Korku, öfke, isyan, depresyon… Hepimizin buralardan geçeceğimizi ve geçebileceğimizi bil. Bu aşamalarda enerjini kaybetme.[2] Dilersen duygusal dayanıklılığını desteklemek için, psikologların içinde bulunduğumuz süreçte ve tüm değişimler karşısında, zihnin yaratabileceği karmaşadan kurtulmak için önerdikleri APPLE (Elma) tekniğini[3] deneyebilirsin:

Acknowledge - Kabul et: Belirsizlik seni endişeye sürüklediğinde bunu fark et, onu yönetmeye çalışma, olduğu hali ile kabul et.

Pause - Ara ver: Endişenin seni paniğe sürüklememesi için onunla arana mesafe koy.
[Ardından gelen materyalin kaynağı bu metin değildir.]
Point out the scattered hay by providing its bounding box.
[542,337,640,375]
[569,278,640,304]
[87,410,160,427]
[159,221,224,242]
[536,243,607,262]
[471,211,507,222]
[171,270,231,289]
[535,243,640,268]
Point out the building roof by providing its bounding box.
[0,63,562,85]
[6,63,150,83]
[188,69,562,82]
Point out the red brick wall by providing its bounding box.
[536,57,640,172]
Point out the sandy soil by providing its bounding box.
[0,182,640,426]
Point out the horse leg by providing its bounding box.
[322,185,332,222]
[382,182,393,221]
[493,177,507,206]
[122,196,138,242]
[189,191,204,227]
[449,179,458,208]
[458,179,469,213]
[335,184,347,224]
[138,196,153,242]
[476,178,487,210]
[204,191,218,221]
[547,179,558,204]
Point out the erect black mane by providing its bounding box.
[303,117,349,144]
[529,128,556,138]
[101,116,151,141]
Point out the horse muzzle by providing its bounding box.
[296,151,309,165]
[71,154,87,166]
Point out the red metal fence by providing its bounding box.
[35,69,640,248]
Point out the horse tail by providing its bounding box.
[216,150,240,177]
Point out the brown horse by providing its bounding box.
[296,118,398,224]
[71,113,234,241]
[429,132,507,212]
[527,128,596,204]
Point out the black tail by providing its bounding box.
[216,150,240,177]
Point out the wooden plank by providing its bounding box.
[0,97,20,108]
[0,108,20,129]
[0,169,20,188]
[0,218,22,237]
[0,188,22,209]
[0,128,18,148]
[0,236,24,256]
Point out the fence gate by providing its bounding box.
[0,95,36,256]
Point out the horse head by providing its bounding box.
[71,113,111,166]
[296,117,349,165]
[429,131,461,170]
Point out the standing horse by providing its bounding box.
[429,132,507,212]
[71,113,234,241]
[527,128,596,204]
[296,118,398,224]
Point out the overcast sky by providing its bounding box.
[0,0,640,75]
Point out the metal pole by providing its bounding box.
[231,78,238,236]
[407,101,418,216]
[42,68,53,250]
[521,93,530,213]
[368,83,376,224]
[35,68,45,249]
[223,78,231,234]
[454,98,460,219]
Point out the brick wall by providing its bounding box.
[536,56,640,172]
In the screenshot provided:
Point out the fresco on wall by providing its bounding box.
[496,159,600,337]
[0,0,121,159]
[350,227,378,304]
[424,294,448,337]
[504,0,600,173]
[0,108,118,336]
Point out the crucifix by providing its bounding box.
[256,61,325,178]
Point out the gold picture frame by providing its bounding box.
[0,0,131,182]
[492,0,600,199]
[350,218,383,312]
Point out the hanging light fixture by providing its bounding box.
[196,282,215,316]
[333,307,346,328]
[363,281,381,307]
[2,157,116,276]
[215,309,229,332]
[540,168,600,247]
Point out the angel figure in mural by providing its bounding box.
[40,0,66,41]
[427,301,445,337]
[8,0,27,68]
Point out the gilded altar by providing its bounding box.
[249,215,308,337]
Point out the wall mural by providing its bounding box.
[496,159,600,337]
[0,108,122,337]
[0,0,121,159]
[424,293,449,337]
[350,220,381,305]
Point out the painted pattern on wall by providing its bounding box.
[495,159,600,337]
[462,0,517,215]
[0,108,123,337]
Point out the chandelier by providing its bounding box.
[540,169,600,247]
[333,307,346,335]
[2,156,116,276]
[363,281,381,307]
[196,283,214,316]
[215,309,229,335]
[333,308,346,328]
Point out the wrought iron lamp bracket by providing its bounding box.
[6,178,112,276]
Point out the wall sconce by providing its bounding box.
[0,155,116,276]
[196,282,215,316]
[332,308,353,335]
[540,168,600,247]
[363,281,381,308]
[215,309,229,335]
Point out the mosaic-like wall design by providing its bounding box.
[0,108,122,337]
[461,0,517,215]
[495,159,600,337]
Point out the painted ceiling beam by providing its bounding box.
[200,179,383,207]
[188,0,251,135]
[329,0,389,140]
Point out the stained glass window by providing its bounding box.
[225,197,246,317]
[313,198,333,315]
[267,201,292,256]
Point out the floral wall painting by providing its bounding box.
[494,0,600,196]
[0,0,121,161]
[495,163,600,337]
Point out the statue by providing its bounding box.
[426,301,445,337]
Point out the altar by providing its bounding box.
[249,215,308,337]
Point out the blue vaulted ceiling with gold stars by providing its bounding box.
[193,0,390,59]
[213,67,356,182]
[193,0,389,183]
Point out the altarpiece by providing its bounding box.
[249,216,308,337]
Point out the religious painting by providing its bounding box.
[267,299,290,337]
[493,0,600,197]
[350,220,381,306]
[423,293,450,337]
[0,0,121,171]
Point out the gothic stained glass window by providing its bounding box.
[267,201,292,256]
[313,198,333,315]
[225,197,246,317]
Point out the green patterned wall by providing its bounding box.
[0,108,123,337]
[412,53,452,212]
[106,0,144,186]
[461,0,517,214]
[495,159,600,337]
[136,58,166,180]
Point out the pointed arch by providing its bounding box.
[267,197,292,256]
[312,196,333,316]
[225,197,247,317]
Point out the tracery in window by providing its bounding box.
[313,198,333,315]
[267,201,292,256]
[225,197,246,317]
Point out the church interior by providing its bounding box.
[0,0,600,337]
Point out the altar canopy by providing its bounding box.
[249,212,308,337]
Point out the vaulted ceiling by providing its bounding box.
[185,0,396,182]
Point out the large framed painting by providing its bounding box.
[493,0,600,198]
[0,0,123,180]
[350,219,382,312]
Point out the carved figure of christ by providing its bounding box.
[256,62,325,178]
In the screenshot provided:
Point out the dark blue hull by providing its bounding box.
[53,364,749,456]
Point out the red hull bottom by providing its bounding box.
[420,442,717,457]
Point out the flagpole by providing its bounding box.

Nasıl mı? Ona karşı her zaman verdiğin tepkileri vermeyerek; hatta hiç tepki vermeyerek. Sadece dur ve nefes al.

Pull back - Geri çekil: Kendine, susmak bilmeyen zihninin sadece endişeyi dışa vurmak, dengelenmek için konuştuğunu hatırlat. Bir adım geri çekilip büyük resme bak: Zihninin çaresizce tutunacak bir kesinlik aramasının sana, duygularına ve bedeninin işleyişine yardımcı olmadığını gör. Aslında bu kesinliğe pek de ihtiyacın olmadığını ve hatta kesinlik arayışının seni aşağıya çektiğini, işini zorlaştırdığını gör. Tüm bu hislere sebep olan şeyin, düşüncelerinden ibaret olduğunu fark et. En önemlisi de, kendi düşüncelerin ile hayatın gerçekleri arasında fark olabileceğini ve hatta genelde de olduğunu anla: Düşünceler genelde esas gerçekleri yansıtmaz. O yüzden düşündüğün her şeye inanma!
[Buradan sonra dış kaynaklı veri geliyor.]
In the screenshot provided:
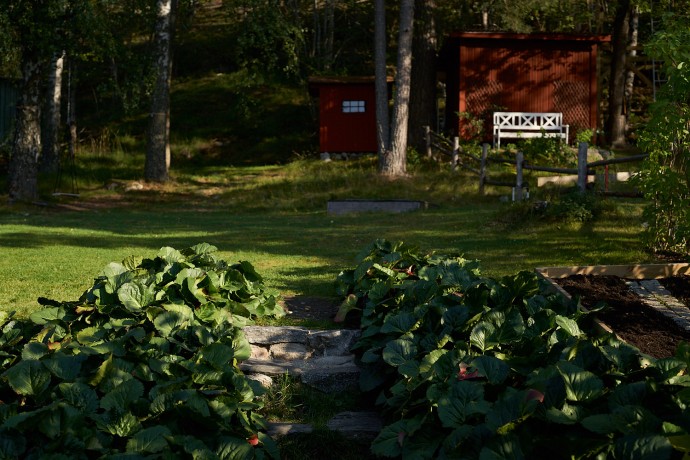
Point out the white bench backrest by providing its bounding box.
[494,112,563,130]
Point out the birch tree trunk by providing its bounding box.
[144,0,177,182]
[40,51,65,172]
[606,0,631,146]
[379,0,414,176]
[408,0,437,152]
[374,0,390,158]
[7,50,43,201]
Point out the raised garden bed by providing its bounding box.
[537,264,690,358]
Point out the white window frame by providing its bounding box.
[340,99,367,113]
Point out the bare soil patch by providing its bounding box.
[553,275,690,358]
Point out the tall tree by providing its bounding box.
[7,49,47,201]
[144,0,177,182]
[40,51,65,172]
[374,0,390,158]
[379,0,414,177]
[0,0,97,201]
[605,0,632,146]
[408,0,438,152]
[0,0,71,201]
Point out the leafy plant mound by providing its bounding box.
[0,243,284,459]
[338,240,690,460]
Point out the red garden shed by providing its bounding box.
[309,77,377,153]
[442,32,610,139]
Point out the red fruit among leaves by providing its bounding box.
[458,363,479,380]
[247,434,259,446]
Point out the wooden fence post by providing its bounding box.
[424,126,431,158]
[479,144,489,195]
[450,136,460,171]
[577,142,589,193]
[513,151,525,201]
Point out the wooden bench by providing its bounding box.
[494,112,570,148]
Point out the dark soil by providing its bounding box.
[554,275,690,358]
[283,296,338,321]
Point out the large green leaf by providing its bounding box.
[101,379,144,413]
[3,360,50,396]
[556,315,582,337]
[216,436,254,460]
[470,355,510,385]
[232,329,252,361]
[494,307,525,344]
[22,342,49,360]
[557,361,604,402]
[199,343,234,369]
[117,281,154,313]
[479,434,525,460]
[382,339,417,367]
[614,433,673,460]
[29,307,65,324]
[381,312,417,334]
[58,382,100,414]
[0,432,26,459]
[103,412,141,438]
[470,321,498,352]
[371,420,407,458]
[153,304,194,337]
[42,352,87,381]
[437,380,491,428]
[127,425,172,454]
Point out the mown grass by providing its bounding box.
[0,153,654,313]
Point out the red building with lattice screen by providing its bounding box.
[442,32,610,139]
Let go - Bırak gitsin: Şimdi seni endişeye sürükleyen düşüncelerini yavaşça yere bırak. Bu düşünce ve onun yarattığı hisler, geçici. Ve geçecekler. Onların peşine takılmak zorunda değilsin. Bırak gitsinler. İzin ver, uzaklaştıklarını hayal et, hatta bir buluta binip sonsuzluğa gittiklerini gözünde canlandır.
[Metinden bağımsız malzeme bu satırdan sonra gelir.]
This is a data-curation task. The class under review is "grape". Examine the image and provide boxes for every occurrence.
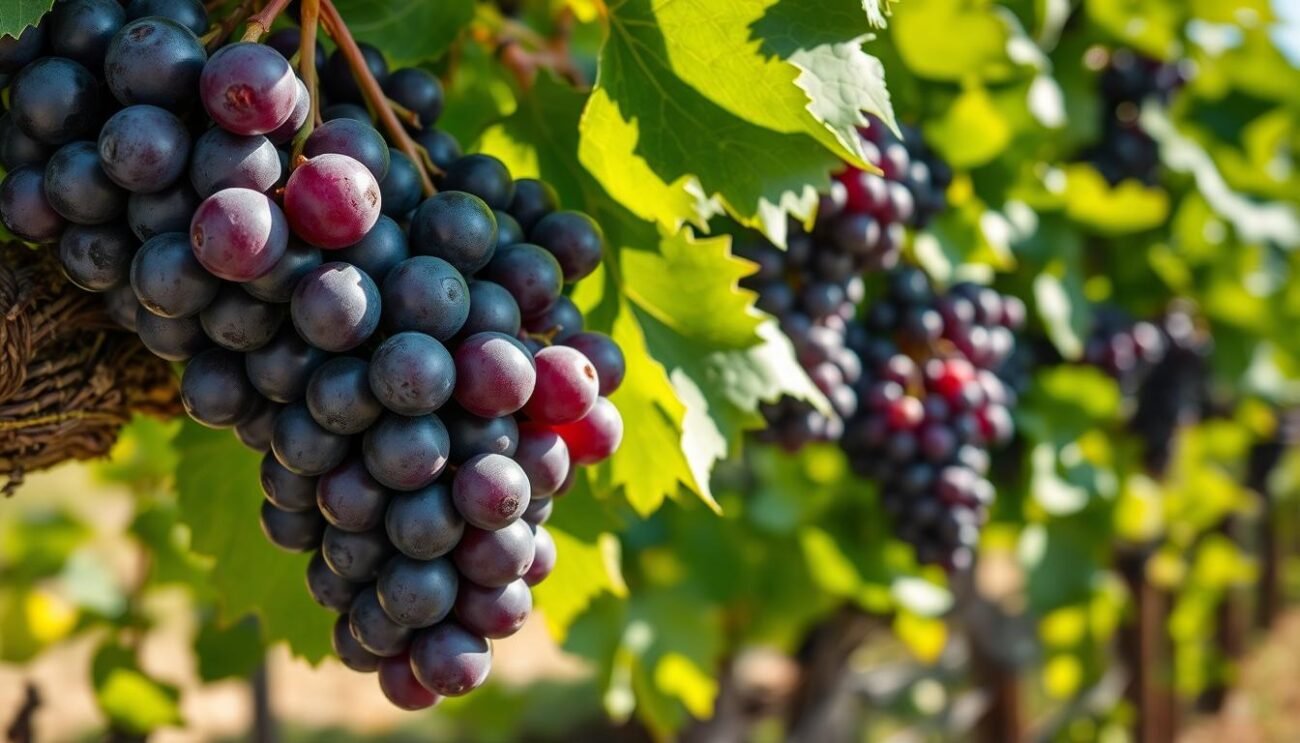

Explore - Anı keşfet: Şu anda ama tam şu anda, sen ekranın karşısında oturuyorken ne durumda olduğuna bir bak. Bu anı keşfet. Çünkü tam bu anda her şey yolunda; sen iyisin. Nefesine odaklan; nefes alıp verme tempona, nefes alabilmenin sana hissettirdiklerine. Ayaklarınla ve vücudunun geri kalanıyla temas ettiğin yeri hisset. Etrafına bak, bulunduğun mekanda 5 duyunun sana ulaştırdıklarına odaklan: Neler görüyorsun, neler duyuyorsun, ne gibi kokular alıyorsun, nelere dokunuyorsun; tam bu anda? Şimdi odağını sakince başka bir şeye kaydır, endişe seni bölmeden önce ne yapmakta olduğuna, ne yapman gerektiğine… ya da sadece, başka her hangi bir şeye odaklan; farkındalıkla ve tüm duyularınla.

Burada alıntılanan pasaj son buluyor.